Já pensei trocá-lo. É verdade. A promessa de um carro novo, com garantias, conforto, tecnologia. Mas depois lembro-me que nenhum outro me conhece como este. Nenhum outro saberia os gestos instintivos que me tornam condutor — aquele virar de volante ligeiro antes da curva, o silêncio cúmplice antes do arranque. Há fidelidades que se constroem sem palavras.

Ele passa sempre na inspecção. Eu, nem sempre. Ele recebe um carimbo com validade de um ano. Eu saio com exames para repetir e uma consulta marcada três meses depois.
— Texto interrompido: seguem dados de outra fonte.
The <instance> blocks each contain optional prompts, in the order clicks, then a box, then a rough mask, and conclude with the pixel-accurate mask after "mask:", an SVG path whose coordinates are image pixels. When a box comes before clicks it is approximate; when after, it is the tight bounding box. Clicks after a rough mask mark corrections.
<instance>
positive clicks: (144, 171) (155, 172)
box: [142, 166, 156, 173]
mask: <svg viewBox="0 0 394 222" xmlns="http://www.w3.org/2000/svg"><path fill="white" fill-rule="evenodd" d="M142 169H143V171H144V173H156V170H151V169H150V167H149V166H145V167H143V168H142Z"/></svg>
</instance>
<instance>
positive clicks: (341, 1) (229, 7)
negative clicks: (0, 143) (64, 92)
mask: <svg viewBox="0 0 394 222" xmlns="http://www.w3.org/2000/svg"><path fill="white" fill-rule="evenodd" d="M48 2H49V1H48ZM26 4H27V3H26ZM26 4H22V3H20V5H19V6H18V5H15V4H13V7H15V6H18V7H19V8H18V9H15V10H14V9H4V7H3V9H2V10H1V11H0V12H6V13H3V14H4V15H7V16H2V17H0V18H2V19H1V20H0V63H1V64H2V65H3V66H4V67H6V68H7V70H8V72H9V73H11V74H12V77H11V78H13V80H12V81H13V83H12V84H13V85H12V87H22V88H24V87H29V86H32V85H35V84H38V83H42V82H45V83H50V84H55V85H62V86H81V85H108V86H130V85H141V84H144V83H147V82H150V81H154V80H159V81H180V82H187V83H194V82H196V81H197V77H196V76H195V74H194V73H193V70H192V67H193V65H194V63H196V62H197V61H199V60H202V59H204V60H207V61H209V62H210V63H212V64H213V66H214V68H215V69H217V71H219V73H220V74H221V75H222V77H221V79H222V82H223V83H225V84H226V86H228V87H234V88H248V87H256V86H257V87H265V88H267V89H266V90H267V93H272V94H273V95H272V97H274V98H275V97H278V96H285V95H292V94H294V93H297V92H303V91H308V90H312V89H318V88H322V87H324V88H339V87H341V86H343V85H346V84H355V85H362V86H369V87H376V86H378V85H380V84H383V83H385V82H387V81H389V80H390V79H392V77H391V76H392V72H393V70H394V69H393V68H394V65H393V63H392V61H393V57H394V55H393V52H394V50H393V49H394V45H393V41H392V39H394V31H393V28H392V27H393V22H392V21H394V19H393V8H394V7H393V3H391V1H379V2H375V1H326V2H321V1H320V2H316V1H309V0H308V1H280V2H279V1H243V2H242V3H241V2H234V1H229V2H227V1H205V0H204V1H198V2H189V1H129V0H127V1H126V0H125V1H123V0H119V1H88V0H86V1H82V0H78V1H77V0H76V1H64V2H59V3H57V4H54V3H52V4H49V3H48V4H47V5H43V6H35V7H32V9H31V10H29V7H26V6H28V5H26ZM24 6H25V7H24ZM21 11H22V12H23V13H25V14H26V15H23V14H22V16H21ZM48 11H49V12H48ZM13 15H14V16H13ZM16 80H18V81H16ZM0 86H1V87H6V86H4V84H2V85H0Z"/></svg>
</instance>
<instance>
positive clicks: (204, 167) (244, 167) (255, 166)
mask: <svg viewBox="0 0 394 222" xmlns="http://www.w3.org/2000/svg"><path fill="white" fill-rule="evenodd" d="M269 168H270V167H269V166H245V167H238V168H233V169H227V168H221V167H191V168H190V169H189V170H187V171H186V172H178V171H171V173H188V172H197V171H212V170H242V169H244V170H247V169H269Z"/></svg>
E ainda assim, somos ambos considerados aptos. Por enquanto.

Os seguros sobem, os valores de mercado descem. O mundo mede tudo em termos de utilidade e retorno. Mas há uma zona onde isso não chega — uma zona onde o tempo vivido pesa mais do que o tempo que falta. A memória das viagens, dos silêncios partilhados, dos dias em que tudo parecia certo. É aí que nos encontramos.

Chamam-nos pré-clássicos, como se estivéssemos numa fase de transição. Mas talvez sejamos já o que importa ser: companheiros de estrada que resistem. Não por teimosia, mas por afeto. Não por medo do novo, mas por respeito pelo vivido.

Porque no fim, talvez a vida seja mesmo isso: uma longa viagem num carro imperfeito, com avarias que se vão resolvendo, e uma paisagem que nos vai ensinando a ver beleza onde antes só víamos pressa.